Teaching Inspires Major Acquisition

During the summers of 2013 and 2016, Princeton University art history graduate students had the opportunity to travel to New Orleans to experience in person the distinguished Gitter-Yelen Collection of Japanese art, also known as the Manyo’an Collection of Art, assembled by Dr. Kurt A. Gitter and Alice Yelen Gitter.

Soga Shohaku (Japanese, 1730–1781), Edo period, 1615–1867, Kanzan and Jittoku. Hanging scroll; ink on paper, 30.7 x 68.2 cm. Museum acquisition from the Gitter-Yelen Collection The trips grew out of the object-based teaching of Andrew Watsky, professor of Japanese art at Princeton. On both occasions, Professor Watsky and the Museum’s curators of Asian art, Cary Liu and Zoe Kwok, accompanied the graduate students to New Orleans to engage directly with works in the Gitter-Yelen Collection in intensive, multiday seminars. Dr. Gitter was an active participant in these seminars and added significantly to the discussions.

Following on the first visit in 2013, the idea was formed to bring works from the Gitter-Yelen Collection to Princeton, and a group of major works of Japanese art has recently entered the Museum’s collections.
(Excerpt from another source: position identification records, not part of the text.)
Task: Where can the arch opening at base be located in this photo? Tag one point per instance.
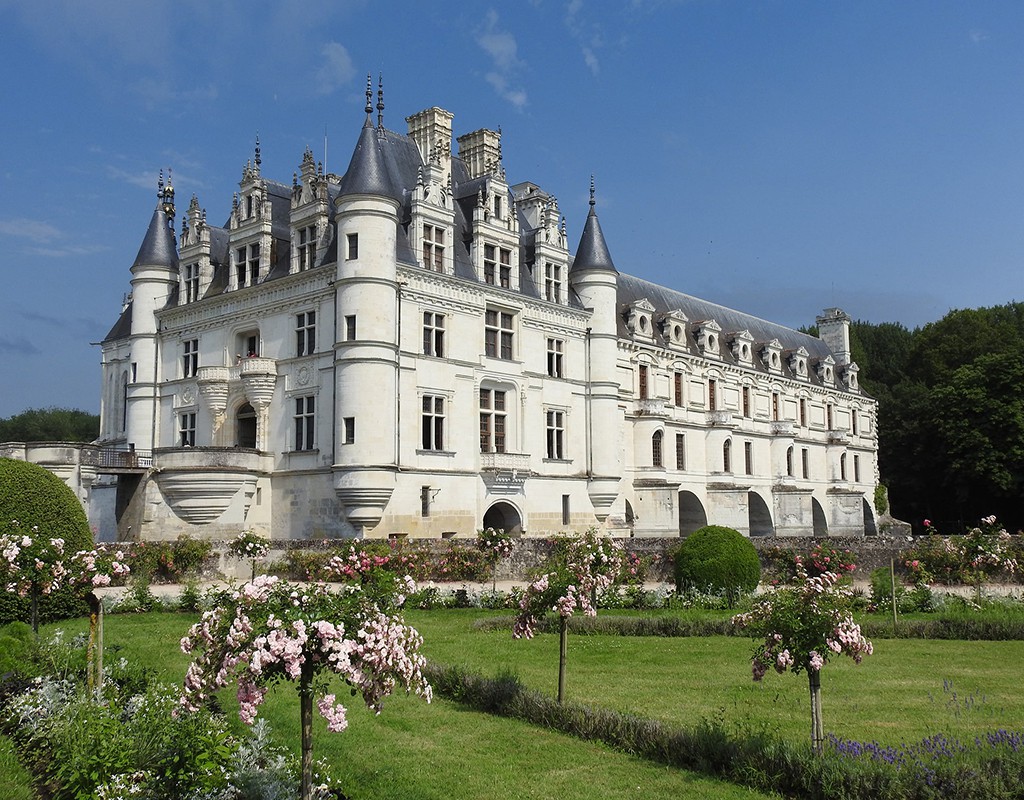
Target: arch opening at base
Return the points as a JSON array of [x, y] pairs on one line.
[[504, 516]]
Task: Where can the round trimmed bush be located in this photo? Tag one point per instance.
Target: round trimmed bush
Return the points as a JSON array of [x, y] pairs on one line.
[[34, 496], [719, 559]]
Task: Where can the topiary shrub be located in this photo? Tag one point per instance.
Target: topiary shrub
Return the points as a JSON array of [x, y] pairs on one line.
[[719, 559], [34, 496]]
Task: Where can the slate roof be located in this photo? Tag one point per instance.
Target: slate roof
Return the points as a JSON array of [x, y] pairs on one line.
[[632, 289], [159, 248]]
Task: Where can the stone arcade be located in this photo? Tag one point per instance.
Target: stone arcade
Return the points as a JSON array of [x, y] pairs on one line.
[[412, 349]]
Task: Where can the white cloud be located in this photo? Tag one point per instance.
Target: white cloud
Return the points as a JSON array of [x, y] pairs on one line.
[[503, 49], [336, 70], [587, 35], [29, 228]]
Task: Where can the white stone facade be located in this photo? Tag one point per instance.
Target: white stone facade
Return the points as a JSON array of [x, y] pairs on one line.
[[412, 349]]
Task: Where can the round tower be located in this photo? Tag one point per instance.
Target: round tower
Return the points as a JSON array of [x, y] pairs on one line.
[[595, 280], [155, 274], [367, 346]]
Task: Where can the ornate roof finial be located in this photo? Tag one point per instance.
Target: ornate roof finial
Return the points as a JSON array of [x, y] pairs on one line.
[[380, 100]]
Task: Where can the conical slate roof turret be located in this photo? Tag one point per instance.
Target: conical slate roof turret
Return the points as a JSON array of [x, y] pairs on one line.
[[368, 173], [159, 248], [593, 251]]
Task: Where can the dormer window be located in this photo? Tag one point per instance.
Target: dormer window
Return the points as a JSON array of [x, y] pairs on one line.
[[674, 328], [433, 248], [771, 355], [850, 377], [798, 363], [192, 283], [247, 264], [553, 282], [639, 319], [498, 266], [826, 370], [742, 346], [709, 336]]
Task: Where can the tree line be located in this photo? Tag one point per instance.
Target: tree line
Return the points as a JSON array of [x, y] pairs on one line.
[[950, 414]]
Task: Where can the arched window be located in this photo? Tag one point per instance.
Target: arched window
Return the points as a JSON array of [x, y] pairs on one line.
[[245, 421]]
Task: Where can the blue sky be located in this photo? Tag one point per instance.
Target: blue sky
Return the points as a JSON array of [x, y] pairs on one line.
[[777, 157]]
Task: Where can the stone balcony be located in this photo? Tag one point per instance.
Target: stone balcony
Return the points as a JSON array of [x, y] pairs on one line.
[[652, 407], [516, 462], [781, 428]]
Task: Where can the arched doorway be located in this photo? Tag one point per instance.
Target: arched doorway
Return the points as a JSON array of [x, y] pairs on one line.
[[818, 518], [504, 516], [245, 426], [869, 528], [691, 513], [758, 515]]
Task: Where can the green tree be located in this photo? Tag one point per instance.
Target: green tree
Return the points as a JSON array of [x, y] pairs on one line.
[[50, 425], [718, 558], [35, 497]]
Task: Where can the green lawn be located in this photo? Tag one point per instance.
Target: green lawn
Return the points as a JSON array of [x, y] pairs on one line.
[[894, 696], [444, 751], [441, 751]]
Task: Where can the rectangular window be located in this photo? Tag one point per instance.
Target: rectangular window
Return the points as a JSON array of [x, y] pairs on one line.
[[433, 248], [433, 334], [492, 421], [433, 422], [498, 265], [553, 282], [555, 358], [189, 358], [304, 422], [192, 283], [498, 334], [307, 247], [556, 433], [305, 333], [186, 429]]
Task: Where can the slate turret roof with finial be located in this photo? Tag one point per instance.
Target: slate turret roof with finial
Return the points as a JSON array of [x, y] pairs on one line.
[[159, 248], [593, 251], [368, 171]]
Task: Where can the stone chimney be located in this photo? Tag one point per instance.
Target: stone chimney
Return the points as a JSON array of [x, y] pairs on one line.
[[431, 130], [481, 151], [834, 330]]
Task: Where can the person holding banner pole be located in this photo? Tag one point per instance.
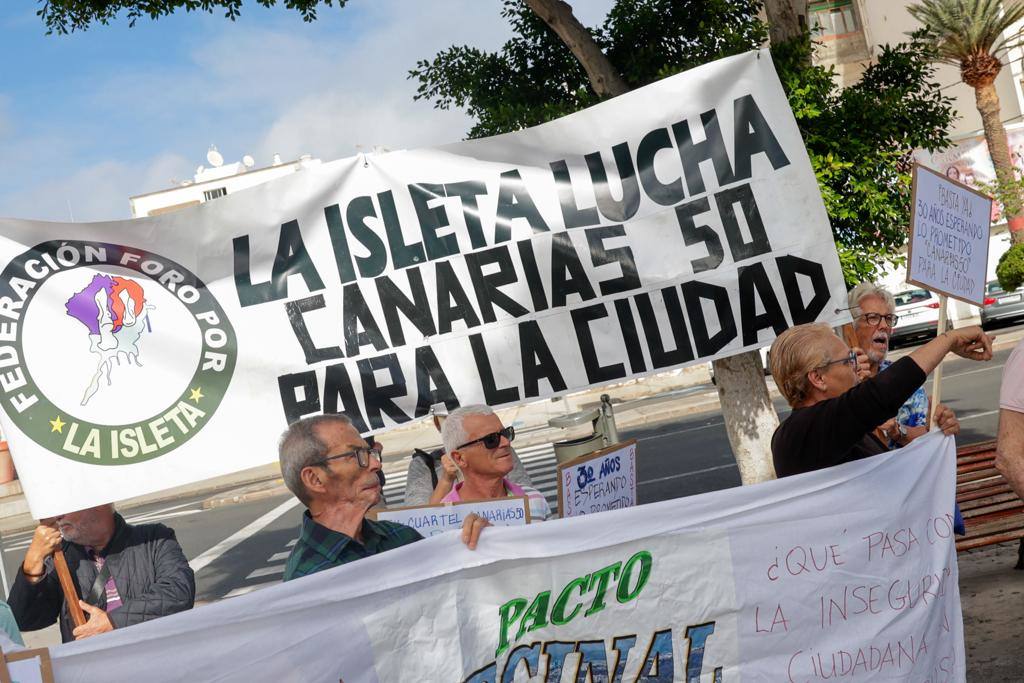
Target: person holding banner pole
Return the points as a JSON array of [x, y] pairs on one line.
[[125, 573], [330, 467], [835, 415], [481, 446]]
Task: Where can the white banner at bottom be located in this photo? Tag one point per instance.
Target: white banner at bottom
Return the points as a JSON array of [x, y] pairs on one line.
[[847, 573]]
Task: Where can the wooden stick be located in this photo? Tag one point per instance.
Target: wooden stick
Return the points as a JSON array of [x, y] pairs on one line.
[[71, 595], [937, 375]]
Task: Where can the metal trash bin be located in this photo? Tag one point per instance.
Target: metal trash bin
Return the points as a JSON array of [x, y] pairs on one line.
[[604, 432]]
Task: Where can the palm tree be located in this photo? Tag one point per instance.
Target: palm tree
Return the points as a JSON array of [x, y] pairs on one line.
[[971, 34]]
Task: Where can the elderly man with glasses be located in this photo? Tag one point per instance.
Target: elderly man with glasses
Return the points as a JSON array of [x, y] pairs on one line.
[[481, 446], [872, 308], [334, 472]]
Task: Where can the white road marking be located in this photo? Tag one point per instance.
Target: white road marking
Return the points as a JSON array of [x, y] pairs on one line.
[[688, 474], [243, 534], [266, 571], [249, 589], [157, 513]]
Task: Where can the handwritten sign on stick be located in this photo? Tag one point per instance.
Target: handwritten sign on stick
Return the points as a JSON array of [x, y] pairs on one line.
[[602, 480], [949, 229], [433, 519], [30, 666]]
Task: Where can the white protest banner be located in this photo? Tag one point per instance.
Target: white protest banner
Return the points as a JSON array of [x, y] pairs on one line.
[[948, 248], [602, 480], [846, 573], [676, 224], [434, 519]]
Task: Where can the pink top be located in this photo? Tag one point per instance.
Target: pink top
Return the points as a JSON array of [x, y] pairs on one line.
[[539, 508], [1012, 391]]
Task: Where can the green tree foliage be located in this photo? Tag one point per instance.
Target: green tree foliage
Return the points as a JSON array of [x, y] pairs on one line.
[[65, 16], [535, 77], [859, 139], [1010, 269]]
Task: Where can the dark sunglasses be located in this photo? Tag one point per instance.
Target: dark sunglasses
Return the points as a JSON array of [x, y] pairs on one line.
[[492, 440], [873, 319], [850, 358], [361, 456]]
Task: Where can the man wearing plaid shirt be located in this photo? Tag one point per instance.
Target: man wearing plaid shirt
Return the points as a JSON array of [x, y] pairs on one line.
[[331, 469]]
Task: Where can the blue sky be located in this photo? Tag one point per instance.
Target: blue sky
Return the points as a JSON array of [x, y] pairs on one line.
[[90, 119]]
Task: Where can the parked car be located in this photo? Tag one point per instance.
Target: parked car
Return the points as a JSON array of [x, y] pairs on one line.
[[918, 311], [1000, 306]]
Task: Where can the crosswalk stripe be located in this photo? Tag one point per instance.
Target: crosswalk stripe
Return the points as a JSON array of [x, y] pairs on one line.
[[249, 589], [266, 571]]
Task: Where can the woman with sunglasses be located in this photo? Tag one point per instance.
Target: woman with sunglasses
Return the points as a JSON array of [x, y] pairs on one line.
[[835, 416], [481, 446]]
In addition to a tea jar dating from the Muromachi period (1333–1568), fifteen Edo-period (1615–1868) paintings by important artists representing the categories of Individualist, Literati, Rinpa, and Zen painting will enrich the Museum’s holdings and further enhance the Museum’s commitment to fostering in-depth teaching and research using original works of art.

Highlights among the acquisitions include works by three painters famed for developing idiosyncratic stylesIto Jakachū (1716–1800), Nagasawa Rosetsu (1754–1799), and Soga Shōhaku (1730–1781). Also entering the collections are three paintings and calligraphy by Ike no Taiga (1723–1776), a preeminent Literati artist of the eighteenth century. Yosa Buson (1716–1784), another renowned eighteenth-century Literati painter and poet, was formerly not represented in the Museum’s holdings. The addition of three of his works will open significant new avenues for future teaching and research. A subtle diptych by Sakai Hōitsu (1761–1828) will be the best example in the Museum’s collections of Rinpa painting, an innovative style based on native Japanese artistic traditions. Finally, the addition of Edo-period Zen paintings (zenga), especially works by the monk Hakuin Ekaku (1686–1768), will add new material for the teaching and study of Zen Buddhist art and religion.

Many of these new works will be on display in the galleries of Asian art starting September 15, 2018. Others, together with additional loans from the Gitter-Yelen Collection, will join works from the Museum’s collections in the upcoming exhibition Picturing Place in Japan, on view from October 20, 2018, through February 24, 2019.